Opinion
Case No. 05-1149.
December 1, 2005
ORDER
Before the Court is Plaintiff/Counterdefendant's Motion to Dismiss Defendant/Counterplaintiff's Amended Counterclaim. For the reasons set forth below, the Motion to Dismiss the Amended Counterclaim [#117] is GRANTED.
BACKGROUND
On September 4, 2003, Patriot Seed, Inc. filed a voluntary petition under Chapter 11 of the Bankruptcy Code in the United States Bankruptcy Court for the Central District of Illinois. This filing created an estate pursuant to the Bankruptcy Code.
On November 21, 2003, Patriot Seed, Inc., acting as a Debtor in Possession filed a complaint to avoid and recover a preferential transfer of $2,376.00 from the Defendant/Counterplaintiff, Don Bauer ("Bauer"). During that time, Patriot Seed, Inc. remained in possession of its property and had authority to operate its business.

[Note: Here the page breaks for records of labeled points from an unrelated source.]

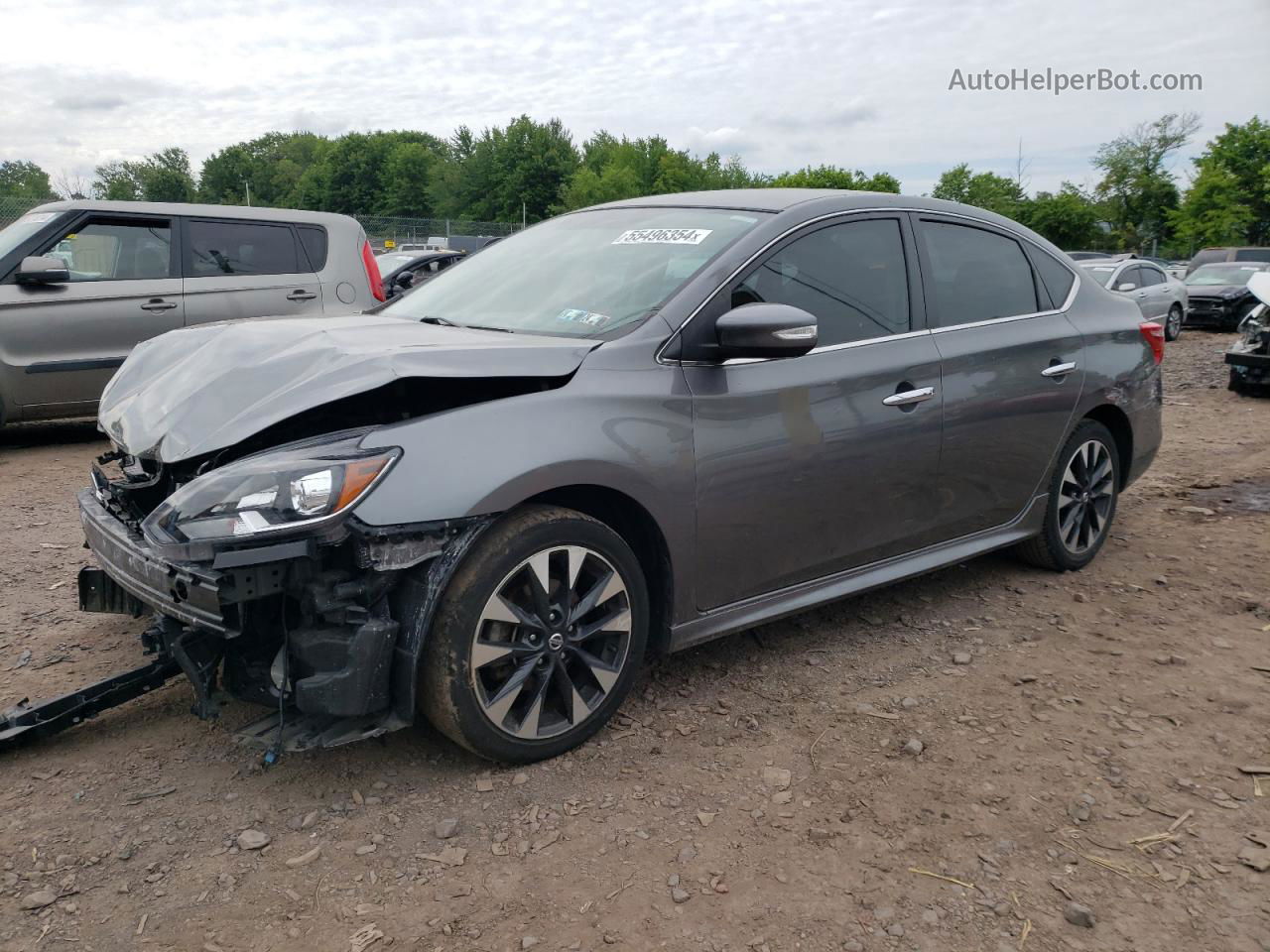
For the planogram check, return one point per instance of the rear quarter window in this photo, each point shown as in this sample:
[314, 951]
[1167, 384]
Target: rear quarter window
[313, 239]
[1056, 277]
[1252, 254]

The Chapter 11 case was converted to one for liquidation under Chapter 7 of the Bankruptcy Code on March 16, 2004. At that point, Richard E. Barber ("Barber" or "Trustee") was appointed Chapter 7 Trustee of the bankruptcy estate. The Trustee succeeded to the interests of Patriot Seed, which had been acting as a debtor in possession. Mr. Barber continues to act as Trustee for the estate.
In response to Patriot Seed's preference action, Bauer filed an Answer and Counterclaim. Subsequently, Barber, as Trustee filed a Motion to Dismiss all claims against Bauer with prejudice. The Motion was granted on May 5, 2005.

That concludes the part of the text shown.